Store subword indices for quality scores in Response #357

jelmervdl · 2022-02-17T23:01:29Z

Fixes #355

This change stores the quality score per subword range instead of byte range in Response. When inserting HTML into the translation output, the byte offsets change but the subword offsets don't.

I added a type for SubwordRange (previously just an alias for ByteRange) to avoid any confusion between the two. Now you can't compare or interchange them, even though they're both just ranges.

The WASM bindings still produce a SentenceQualityScore that works exactly the same as now, i.e. with ByteRanges. In #355 I mused that Javascript could access the byteranges per word through response.target.wordAsByteRange() but neither response.target nor the type AnnotatedText are currently exposed through the bindings. So to not introduce much more new API at this point, I made getQualityScores() return the same thing it always did.

Downside of this approach is that you'll need to delete() that returned object in Javascript land. I've changed worker.js to do this.

The bindings still expose the byteranges as they previously did, because otherwise I would also have to expose AnnotatedText etc. which is apparently not something we're doing right now. Because the bindings create a new score vector on the fly, you'll have to delete it when you no longer use it, unfortunately.

jerinphilip

Leaving a few queries below. Mozilla and QE have negotiated some properties (meaningful units of QE = word, etc.). There was some threshold based operation at extension discussion as well. This was before HTML, the assumptions were plaintext QE - so we may revisit.

Requesting @mfomicheva, @abarbosa94 and @felipesantosk to take a look, since we're modifying the parts.

jerinphilip · 2022-02-18T00:03:22Z

src/tests/common-impl.cpp

-    for (const auto &wordByteRange : sentenceQualityEstimate.wordByteRanges) {
+    for (const auto &wordRange : sentenceQualityEstimate.wordRanges) {
+      const ByteRange wordByteRange{response.target.wordAsByteRange(sentenceIdx, wordRange.begin).begin,
+                                    response.target.wordAsByteRange(sentenceIdx, wordRange.end).begin};


Is there a possibility wordByteRange ends up including an HTML opening/closing tag if two subwords end up with an HTML something in between?

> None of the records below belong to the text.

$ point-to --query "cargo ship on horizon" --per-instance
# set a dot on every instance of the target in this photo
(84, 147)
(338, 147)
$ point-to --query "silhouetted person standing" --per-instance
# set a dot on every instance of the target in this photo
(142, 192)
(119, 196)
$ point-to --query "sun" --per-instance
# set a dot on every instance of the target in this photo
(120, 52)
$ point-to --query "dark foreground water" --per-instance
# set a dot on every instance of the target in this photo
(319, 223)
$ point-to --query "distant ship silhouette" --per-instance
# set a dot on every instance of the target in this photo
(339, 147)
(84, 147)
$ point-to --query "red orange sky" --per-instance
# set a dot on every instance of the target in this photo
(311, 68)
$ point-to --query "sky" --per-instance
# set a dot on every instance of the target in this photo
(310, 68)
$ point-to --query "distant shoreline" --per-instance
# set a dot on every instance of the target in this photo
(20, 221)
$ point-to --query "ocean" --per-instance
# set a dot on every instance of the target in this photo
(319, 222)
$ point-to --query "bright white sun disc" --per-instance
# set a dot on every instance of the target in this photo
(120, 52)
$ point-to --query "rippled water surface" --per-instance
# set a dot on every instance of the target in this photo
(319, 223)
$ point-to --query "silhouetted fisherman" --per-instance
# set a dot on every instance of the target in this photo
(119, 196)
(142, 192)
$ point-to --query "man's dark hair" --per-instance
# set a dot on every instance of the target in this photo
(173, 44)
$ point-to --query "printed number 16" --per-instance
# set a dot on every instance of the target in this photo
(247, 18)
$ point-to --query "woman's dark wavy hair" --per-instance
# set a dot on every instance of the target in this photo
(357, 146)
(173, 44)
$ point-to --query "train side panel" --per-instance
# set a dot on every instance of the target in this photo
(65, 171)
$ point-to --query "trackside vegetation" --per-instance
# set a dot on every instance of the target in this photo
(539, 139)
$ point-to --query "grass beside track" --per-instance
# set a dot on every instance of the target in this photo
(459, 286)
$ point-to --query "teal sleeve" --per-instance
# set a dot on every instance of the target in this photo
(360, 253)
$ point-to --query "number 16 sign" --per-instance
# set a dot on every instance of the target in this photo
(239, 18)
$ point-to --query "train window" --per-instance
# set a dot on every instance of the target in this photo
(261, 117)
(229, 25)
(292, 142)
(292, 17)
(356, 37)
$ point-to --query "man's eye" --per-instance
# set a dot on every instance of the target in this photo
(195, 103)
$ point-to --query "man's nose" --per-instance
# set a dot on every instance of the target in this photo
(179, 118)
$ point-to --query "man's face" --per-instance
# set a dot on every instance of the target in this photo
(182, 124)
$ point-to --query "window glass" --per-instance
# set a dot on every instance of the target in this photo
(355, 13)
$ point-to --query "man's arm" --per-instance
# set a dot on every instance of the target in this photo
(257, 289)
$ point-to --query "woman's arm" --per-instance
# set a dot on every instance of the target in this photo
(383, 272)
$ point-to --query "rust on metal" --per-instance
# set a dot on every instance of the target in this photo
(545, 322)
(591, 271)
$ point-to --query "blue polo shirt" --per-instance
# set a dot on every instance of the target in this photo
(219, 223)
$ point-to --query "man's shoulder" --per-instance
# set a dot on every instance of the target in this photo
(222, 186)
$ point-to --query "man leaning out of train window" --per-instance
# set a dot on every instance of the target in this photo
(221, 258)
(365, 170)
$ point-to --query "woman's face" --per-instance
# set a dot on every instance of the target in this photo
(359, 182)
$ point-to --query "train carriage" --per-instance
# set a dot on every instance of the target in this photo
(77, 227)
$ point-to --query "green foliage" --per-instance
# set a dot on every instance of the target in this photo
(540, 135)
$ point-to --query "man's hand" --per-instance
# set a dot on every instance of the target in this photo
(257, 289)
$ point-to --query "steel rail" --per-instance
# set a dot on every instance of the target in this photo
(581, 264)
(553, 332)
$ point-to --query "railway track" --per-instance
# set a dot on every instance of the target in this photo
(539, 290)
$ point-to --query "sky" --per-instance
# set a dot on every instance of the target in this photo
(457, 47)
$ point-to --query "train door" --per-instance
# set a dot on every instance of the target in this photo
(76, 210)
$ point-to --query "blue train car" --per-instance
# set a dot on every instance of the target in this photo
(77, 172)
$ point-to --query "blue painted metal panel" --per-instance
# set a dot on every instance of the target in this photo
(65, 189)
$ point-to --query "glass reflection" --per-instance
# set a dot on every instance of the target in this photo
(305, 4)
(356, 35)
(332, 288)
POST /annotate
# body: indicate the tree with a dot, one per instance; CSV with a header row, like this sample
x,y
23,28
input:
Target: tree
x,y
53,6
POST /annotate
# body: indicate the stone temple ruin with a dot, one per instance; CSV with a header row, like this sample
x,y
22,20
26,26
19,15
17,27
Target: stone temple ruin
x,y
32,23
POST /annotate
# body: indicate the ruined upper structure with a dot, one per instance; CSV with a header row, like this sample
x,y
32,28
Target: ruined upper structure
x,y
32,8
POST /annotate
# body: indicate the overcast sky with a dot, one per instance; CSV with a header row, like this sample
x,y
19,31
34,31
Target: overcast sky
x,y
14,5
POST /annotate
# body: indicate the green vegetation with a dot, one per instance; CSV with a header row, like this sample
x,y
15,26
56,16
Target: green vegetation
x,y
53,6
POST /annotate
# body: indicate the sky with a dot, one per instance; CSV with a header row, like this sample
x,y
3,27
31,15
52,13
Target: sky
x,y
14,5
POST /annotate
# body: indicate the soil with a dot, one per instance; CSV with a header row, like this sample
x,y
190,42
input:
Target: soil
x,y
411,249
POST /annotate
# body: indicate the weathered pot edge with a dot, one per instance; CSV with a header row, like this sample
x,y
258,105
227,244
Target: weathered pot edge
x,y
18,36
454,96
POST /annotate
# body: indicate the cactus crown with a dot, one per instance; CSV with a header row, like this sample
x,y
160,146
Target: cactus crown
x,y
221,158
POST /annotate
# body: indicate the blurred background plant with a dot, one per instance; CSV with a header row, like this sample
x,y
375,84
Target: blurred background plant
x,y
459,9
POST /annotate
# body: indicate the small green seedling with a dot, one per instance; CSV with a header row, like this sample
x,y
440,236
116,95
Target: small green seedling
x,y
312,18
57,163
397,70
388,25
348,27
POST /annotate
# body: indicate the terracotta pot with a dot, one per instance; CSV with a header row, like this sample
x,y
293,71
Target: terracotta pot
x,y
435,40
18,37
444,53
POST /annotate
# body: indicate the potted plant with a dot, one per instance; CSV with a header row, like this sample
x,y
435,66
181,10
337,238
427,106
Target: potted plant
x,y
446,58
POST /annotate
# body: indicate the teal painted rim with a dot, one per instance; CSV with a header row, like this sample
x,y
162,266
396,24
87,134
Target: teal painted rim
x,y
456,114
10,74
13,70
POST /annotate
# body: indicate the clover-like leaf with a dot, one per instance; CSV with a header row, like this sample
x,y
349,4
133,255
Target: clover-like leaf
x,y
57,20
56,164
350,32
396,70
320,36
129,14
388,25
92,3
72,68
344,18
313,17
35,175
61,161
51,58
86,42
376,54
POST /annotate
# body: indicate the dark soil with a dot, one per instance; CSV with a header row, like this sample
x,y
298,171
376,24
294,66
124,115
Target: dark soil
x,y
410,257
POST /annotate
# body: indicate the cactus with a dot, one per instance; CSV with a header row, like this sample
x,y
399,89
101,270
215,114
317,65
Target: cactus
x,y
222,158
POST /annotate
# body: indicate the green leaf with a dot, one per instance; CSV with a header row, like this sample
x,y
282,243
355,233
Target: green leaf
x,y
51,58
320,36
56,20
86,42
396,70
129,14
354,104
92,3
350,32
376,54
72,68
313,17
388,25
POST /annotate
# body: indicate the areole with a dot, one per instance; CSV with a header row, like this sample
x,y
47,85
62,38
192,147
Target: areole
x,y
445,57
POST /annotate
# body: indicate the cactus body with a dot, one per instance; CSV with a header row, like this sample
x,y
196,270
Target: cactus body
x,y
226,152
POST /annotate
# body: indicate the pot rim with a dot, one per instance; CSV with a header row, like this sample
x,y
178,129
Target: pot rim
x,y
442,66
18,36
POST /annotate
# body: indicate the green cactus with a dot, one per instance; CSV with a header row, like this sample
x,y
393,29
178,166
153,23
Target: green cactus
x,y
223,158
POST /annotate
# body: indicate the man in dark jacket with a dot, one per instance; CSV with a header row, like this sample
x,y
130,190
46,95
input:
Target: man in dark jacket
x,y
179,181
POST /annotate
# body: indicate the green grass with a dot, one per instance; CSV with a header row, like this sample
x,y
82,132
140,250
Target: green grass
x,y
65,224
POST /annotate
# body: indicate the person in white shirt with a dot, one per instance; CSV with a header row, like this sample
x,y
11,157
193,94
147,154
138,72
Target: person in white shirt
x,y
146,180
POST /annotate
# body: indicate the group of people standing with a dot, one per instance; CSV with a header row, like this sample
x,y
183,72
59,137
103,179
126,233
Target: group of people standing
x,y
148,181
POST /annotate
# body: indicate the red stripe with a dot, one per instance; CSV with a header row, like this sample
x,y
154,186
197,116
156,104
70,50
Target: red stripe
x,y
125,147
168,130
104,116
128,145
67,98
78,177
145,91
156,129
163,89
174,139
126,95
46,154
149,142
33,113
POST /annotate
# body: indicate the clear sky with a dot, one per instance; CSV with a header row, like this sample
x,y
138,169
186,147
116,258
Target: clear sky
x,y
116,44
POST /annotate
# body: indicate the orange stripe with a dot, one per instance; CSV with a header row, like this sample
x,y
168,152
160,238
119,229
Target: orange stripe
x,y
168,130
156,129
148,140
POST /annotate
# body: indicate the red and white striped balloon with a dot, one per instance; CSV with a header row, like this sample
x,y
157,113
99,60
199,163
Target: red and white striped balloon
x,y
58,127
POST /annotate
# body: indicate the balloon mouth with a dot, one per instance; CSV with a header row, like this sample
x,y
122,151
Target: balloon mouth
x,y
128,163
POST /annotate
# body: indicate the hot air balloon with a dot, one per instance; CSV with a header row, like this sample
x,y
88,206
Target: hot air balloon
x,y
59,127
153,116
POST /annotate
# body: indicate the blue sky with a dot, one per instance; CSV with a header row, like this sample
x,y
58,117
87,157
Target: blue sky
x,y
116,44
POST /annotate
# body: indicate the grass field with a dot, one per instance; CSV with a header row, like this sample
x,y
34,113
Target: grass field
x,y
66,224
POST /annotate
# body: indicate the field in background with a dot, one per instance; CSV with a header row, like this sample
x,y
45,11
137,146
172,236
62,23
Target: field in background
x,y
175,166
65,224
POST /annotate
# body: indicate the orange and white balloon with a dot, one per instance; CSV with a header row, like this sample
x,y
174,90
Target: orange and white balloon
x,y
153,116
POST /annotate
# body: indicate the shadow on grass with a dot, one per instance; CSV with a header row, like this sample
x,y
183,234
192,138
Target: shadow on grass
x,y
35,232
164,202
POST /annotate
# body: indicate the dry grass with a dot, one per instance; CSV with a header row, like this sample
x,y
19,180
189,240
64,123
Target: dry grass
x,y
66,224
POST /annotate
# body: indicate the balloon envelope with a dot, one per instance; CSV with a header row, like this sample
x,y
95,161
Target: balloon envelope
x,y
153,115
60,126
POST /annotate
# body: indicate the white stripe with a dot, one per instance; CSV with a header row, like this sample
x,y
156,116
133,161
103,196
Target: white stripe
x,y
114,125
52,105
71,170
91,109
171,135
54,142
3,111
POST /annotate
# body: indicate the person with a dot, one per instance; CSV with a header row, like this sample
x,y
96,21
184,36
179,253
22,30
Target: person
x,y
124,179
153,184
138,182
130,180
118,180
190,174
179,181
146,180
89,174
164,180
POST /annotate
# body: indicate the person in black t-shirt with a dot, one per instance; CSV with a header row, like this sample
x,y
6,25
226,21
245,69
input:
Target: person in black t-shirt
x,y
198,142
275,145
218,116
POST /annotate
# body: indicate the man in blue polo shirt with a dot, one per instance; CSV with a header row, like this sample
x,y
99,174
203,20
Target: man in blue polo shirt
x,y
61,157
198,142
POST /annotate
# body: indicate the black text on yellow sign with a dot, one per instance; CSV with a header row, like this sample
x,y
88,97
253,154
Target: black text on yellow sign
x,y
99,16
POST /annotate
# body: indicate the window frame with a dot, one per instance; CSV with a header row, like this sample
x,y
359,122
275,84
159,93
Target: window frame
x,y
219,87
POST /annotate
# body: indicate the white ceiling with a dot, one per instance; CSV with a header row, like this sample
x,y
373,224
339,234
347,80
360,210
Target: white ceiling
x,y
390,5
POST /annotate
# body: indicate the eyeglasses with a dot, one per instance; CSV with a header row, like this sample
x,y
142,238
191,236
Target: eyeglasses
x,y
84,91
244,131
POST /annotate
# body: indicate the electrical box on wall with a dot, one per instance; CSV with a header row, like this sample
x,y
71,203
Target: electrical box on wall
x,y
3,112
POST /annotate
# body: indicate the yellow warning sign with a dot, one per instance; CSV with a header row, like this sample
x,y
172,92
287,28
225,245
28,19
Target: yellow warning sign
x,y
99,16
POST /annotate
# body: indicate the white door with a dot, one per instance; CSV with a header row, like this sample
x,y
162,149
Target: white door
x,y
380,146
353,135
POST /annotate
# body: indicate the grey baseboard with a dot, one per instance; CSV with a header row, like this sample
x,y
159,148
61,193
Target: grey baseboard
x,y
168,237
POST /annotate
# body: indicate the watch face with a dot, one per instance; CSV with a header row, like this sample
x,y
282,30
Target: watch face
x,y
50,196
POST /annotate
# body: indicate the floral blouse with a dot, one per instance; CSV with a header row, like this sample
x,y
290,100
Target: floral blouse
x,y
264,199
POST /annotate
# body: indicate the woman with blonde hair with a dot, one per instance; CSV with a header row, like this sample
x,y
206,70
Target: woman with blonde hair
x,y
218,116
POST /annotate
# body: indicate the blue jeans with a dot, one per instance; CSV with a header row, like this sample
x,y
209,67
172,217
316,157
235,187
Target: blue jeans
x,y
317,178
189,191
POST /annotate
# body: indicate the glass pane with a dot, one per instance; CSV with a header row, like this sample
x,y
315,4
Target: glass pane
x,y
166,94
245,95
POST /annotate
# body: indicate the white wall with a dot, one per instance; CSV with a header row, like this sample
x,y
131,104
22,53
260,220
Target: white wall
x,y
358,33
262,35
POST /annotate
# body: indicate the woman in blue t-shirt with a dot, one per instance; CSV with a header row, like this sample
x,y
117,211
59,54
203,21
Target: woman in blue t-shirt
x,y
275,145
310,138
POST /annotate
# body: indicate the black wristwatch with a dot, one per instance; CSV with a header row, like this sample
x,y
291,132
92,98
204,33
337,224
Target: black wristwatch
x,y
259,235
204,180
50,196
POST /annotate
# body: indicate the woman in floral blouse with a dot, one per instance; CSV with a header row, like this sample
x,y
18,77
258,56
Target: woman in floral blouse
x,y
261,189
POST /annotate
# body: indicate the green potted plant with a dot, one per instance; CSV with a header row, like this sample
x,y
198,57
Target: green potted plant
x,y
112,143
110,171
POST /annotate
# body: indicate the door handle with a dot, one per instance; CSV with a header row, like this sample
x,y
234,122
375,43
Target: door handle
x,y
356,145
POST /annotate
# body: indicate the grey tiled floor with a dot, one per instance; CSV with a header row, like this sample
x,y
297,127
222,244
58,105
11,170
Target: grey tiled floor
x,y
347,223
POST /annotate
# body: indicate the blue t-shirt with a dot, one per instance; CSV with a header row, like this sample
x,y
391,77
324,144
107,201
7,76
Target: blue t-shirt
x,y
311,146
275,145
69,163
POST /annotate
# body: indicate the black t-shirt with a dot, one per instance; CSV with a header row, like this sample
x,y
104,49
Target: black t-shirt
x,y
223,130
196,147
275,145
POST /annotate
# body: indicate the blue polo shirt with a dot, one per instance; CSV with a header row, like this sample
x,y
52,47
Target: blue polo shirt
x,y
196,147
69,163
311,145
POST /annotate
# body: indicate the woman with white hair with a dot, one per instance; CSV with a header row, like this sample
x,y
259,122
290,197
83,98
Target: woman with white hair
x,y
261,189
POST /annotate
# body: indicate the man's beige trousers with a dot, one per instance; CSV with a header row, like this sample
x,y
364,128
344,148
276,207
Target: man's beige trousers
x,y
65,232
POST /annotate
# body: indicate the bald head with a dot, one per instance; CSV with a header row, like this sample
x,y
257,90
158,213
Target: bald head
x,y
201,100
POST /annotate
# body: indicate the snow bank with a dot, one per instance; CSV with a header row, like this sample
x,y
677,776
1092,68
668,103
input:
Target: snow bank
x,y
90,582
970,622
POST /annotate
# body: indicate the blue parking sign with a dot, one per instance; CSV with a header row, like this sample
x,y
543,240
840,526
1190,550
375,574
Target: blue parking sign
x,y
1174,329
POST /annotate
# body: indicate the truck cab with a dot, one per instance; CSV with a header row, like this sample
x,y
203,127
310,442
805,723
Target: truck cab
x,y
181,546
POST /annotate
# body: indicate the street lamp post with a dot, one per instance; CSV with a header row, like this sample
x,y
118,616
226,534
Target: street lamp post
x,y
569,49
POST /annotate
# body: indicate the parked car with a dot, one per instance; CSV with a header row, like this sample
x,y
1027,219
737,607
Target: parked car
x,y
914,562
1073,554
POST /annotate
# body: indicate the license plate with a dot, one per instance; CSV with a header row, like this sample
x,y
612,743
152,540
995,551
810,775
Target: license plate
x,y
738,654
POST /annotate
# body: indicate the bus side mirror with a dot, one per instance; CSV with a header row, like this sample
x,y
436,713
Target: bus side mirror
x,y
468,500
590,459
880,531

Yes. They are completely unsynchronized and they have to be for better or worse. I imagine HTML rendering will use something like #358 by copying the QE score tags.

jerinphilip · 2022-02-18T00:18:15Z

src/translator/quality_estimator.cpp

-  }
-
-  return words;
-}


What's happening here? There was a "words as meaningful QE units" notion before, are we losing this with the HTML integrated QE?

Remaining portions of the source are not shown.